The formula for Rin in the spreadsheet provided by TI is:   " =IF(VINMIN>35, 5.1, (VINMIN-15)/2) "

However, this is discontinuous around VINMIN=35V.   and the current for a 5.1k resistor would be much higher than the 2mA minimum.   

I believe this is erroneous.  

Furthermore, the internal voltage is closer to 13V than to 15V (according to the datasheet), and if it is known then why assume 15V? 

  • Hi Oren,

    Welcome to E2E!

    Let me check and get back to you before tomorrow.

    Best Regards,

    Rakesh

  • Hi Oren,

    Minimum 2mA current should be allowed under any conditions. So Rin < (Vin_min - Vz_max)/2mA

    Ideally, Vz_max should be 13.65V but taking 15V gives more margin -> I mean higher than 2mA current.

    I agree at Vin=35V there is jump in current but it is not a concern.

    Best Regards,

    Rakesh

  • Hi Oren,

    If there are no further questions, please close this thread as resolved.

    Best Regards,

    Rakesh

  • Hi Rakesh,

    I didn't notice the response from yesterday until the email from today.   I wish we could simply communicate directly via email. 

    Thanks for the explanation. I understand the use of Vz=15V for magin.

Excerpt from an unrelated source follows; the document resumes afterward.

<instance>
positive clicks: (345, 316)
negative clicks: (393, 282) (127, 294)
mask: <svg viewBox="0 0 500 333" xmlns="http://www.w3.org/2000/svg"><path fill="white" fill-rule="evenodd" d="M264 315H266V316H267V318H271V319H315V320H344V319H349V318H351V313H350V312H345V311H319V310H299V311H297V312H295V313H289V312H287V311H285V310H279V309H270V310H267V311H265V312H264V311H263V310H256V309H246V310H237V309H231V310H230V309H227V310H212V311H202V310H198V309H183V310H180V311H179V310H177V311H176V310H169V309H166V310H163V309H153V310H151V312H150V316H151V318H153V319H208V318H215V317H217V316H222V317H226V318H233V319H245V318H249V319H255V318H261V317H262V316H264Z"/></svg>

    But I insist that the conditional statement with Vin>35V doesn't make sense, since Rin will be stuck at 5.1k even for very high Vin.   Perhaps the original intention was to not allow Rin to go below 5.1k, but for Vin=60V it may make sense to have a higher Rin.  Otherwise the power dissipated on this resistor can be high.   And anytime a function is defined with ranges, there would be continuity around the boundary between ranges. 

    Thanks,

       Oren

  • Hi Oren,

    Generally the operating voltages are wide from 36V to 60V. So at 36V, we get Iz=(36V-15V)/5.1kOhm = 4.1 mA (has 2x margin from min 2mA requirment), I think, this is the intention to choose 5.1k. I agree on power dissipation at max Vin level.

    Best Regards,

    Rakesh

  • Hi Rakesh,

    Thanks for explaining, but this still doesn't make sense.  If the voltage at the input is much higher (e.g., 60V), then the current will further increase, which will cause unnecessary high power dissipation on this resistor. 

    And the discontinuity around 35V should also be corrected.  Anyway, I set this resistor at 10k, which satisfies the 2mA in our range of Vin, which is 36-60V. 

    Thanks and have a nice weekend,

      Oren